Da almeno un trentennio a questa parte, e possiamo considerare la nascita del web nel 1989 come spartiacque simbolico, non è più così: rivoluzioni tecnologiche di portata epocale (e planetaria) si impongono in tempi rapidissimi e altrettanto rapidamente cambiano il nostro modo di vivere.

Al di là di tutti gli altri effetti che questo produce, una conseguenza che è impossibile non trarre è che va ripensato, oggi, il concetto stesso di formazione: non più, o meglio non solo, competenze specifiche e “settoriali”, bensì un know-how il più trasversale possibile; e inoltre, la consapevolezza che la formazione va concepita come costantemente “in progress” e che nessuno che voglia dirsi “formato” o “aggiornato” può mai ritenere di aver raggiunto un livello adeguato di competenza.
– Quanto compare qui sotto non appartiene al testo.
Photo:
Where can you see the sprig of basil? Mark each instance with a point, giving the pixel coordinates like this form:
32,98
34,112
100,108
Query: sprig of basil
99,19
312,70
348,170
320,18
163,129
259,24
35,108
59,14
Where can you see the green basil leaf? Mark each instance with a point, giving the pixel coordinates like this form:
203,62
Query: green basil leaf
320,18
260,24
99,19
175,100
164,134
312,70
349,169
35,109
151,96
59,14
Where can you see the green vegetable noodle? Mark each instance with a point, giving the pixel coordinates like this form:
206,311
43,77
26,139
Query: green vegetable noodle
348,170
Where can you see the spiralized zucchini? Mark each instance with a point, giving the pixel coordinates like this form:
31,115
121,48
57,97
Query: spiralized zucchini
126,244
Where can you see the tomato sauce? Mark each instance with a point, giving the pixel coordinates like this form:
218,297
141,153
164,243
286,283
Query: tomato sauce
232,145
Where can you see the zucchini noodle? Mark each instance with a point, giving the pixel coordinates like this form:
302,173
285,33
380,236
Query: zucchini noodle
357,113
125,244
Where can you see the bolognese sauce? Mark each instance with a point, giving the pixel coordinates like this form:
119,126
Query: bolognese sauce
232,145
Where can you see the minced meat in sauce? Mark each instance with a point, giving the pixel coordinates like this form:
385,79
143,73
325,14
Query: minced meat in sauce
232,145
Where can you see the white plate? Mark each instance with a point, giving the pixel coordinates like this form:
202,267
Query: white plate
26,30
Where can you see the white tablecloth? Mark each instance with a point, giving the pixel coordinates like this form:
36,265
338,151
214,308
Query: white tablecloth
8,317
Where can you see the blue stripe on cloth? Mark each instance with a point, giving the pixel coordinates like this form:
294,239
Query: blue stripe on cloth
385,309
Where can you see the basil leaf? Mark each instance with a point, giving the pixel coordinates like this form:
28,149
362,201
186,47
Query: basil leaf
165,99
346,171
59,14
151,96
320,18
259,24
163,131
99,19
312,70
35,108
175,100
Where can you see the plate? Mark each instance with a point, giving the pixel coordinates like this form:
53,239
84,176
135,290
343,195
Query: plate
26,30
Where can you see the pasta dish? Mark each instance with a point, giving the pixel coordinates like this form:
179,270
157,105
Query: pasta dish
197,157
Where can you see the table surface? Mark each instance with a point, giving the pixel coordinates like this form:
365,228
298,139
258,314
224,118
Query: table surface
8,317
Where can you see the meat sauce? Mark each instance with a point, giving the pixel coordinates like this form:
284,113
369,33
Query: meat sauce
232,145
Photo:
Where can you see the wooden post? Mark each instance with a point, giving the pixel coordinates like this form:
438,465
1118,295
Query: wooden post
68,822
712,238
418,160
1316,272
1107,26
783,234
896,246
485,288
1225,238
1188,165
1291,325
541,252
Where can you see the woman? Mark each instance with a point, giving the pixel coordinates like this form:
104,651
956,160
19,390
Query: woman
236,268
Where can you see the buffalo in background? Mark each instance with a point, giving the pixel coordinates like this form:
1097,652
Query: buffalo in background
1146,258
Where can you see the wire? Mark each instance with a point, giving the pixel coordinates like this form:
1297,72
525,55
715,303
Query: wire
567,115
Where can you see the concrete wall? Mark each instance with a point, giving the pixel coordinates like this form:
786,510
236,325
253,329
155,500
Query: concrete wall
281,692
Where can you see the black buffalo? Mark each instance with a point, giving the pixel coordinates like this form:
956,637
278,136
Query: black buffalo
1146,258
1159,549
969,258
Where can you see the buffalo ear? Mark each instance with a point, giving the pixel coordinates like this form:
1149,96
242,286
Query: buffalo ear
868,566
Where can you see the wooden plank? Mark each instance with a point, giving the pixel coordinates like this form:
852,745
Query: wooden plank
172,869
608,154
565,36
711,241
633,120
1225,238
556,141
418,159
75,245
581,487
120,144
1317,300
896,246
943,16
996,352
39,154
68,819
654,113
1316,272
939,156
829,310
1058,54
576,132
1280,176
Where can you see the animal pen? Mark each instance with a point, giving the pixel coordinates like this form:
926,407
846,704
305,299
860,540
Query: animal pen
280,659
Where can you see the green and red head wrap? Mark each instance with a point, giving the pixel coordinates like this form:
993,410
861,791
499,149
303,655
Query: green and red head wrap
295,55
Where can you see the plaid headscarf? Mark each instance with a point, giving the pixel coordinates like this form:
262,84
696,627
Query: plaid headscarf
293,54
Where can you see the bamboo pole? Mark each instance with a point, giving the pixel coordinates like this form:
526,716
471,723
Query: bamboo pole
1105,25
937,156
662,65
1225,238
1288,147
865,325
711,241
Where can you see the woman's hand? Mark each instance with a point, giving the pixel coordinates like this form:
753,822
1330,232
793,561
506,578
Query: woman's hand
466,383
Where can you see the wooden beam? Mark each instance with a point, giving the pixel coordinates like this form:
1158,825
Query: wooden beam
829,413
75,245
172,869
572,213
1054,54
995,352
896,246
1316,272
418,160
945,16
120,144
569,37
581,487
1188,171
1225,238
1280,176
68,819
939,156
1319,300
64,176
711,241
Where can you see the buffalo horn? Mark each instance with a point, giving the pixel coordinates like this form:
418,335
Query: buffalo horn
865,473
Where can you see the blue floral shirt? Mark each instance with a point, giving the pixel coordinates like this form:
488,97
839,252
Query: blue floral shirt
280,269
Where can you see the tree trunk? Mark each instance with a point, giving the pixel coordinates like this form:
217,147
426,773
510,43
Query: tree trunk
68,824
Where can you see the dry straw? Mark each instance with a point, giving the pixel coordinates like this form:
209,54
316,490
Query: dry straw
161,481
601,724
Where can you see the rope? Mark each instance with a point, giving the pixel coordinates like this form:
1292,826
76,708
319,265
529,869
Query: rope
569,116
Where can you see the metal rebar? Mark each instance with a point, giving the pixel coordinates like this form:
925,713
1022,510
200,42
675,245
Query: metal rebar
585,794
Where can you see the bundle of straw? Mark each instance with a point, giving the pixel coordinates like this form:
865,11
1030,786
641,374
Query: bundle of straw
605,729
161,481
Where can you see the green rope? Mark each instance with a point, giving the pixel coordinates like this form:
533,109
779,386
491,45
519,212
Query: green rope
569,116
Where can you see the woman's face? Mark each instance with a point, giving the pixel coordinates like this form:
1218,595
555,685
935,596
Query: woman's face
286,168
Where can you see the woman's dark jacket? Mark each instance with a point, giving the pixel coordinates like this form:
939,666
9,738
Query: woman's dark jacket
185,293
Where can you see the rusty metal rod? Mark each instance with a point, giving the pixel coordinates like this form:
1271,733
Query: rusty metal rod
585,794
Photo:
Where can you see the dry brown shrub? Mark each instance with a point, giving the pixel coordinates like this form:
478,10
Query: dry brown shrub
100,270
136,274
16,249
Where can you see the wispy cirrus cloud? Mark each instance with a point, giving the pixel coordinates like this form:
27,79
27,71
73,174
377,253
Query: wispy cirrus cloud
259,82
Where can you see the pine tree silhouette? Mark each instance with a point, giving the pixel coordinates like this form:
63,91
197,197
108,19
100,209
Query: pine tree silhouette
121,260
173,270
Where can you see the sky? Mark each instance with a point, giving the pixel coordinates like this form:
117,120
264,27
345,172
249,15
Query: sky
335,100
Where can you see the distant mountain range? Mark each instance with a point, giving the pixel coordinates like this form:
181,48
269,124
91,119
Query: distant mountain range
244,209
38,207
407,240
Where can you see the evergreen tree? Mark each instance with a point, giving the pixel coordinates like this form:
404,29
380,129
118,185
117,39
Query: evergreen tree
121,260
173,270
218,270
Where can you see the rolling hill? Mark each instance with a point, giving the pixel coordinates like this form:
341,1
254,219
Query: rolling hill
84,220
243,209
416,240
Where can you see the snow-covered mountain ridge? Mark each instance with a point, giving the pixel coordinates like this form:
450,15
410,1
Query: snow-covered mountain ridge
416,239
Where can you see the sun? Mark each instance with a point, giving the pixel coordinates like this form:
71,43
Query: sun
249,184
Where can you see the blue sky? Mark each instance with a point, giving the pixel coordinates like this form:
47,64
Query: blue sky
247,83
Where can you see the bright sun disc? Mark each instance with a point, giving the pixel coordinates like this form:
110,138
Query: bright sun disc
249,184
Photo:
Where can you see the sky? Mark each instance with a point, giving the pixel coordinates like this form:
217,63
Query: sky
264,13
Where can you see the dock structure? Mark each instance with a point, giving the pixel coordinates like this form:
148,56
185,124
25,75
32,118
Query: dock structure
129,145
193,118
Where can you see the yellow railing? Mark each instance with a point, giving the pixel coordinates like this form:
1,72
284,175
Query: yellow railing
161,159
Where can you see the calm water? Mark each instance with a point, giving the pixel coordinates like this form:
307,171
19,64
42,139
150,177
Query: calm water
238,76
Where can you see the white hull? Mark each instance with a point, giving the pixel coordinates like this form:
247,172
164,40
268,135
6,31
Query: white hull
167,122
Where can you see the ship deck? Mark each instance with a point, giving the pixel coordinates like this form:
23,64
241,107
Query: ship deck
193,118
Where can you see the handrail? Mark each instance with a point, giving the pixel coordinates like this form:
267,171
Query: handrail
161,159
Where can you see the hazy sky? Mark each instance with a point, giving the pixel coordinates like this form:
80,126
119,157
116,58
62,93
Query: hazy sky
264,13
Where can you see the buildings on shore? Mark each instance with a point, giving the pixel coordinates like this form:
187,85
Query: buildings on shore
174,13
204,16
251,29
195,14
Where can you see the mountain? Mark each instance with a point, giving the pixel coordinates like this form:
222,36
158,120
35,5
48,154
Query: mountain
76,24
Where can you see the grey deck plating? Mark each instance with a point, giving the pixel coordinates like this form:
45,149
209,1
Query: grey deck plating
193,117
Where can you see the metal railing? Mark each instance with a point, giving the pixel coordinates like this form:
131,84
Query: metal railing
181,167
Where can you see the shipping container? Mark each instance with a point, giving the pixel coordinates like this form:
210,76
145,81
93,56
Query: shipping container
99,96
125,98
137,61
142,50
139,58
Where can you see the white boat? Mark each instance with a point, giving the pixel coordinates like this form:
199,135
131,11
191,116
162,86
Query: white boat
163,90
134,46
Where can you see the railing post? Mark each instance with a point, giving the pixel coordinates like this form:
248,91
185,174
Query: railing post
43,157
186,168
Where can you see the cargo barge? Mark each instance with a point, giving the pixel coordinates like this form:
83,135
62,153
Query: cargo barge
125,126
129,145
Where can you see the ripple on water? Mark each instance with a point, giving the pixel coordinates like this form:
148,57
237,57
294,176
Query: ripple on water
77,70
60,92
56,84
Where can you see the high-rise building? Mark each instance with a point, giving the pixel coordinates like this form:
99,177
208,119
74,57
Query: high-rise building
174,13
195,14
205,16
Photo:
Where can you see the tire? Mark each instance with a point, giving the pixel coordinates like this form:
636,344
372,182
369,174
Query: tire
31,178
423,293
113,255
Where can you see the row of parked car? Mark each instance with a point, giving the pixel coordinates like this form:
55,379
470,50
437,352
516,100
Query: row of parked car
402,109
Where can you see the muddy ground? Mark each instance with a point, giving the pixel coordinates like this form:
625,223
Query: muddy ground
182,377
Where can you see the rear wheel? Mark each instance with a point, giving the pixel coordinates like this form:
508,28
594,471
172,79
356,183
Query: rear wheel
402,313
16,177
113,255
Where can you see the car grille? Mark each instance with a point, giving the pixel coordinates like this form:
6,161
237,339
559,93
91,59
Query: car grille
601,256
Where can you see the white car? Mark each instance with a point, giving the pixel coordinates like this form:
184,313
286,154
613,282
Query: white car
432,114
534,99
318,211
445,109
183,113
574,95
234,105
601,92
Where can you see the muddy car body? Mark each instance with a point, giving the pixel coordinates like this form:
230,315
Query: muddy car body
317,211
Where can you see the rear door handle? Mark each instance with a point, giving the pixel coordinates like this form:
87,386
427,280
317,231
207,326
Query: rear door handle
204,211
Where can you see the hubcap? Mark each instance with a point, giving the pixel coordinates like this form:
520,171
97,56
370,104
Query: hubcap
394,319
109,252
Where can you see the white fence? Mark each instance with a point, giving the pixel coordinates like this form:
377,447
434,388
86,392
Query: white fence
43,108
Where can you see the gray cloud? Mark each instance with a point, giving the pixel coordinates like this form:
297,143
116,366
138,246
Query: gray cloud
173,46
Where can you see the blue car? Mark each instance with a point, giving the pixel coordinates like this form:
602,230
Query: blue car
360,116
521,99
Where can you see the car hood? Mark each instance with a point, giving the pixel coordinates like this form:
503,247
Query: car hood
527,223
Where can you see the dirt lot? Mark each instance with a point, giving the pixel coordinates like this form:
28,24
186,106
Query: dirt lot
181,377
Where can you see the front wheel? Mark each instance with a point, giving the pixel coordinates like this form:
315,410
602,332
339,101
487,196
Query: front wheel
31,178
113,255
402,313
La formazione è continua nel senso che non finisce mai e mette continuamente in discussione sé stessa.

Il World Economic Forum ha intitolato il rapporto di gennaio 2019 “Towards a Reskilling Revolution”: ri-formare, ri-qualificare costantemente il personale delle aziende non solo è indispensabile, ma è anche economicamente conveniente, nella misura in cui consente di tenere in azienda professionalità che hanno bisogno di essere aggiornate.
E anche la politica dovrà fare la sua parte, in termini di sgravi e contributi per questo genere di attività formative.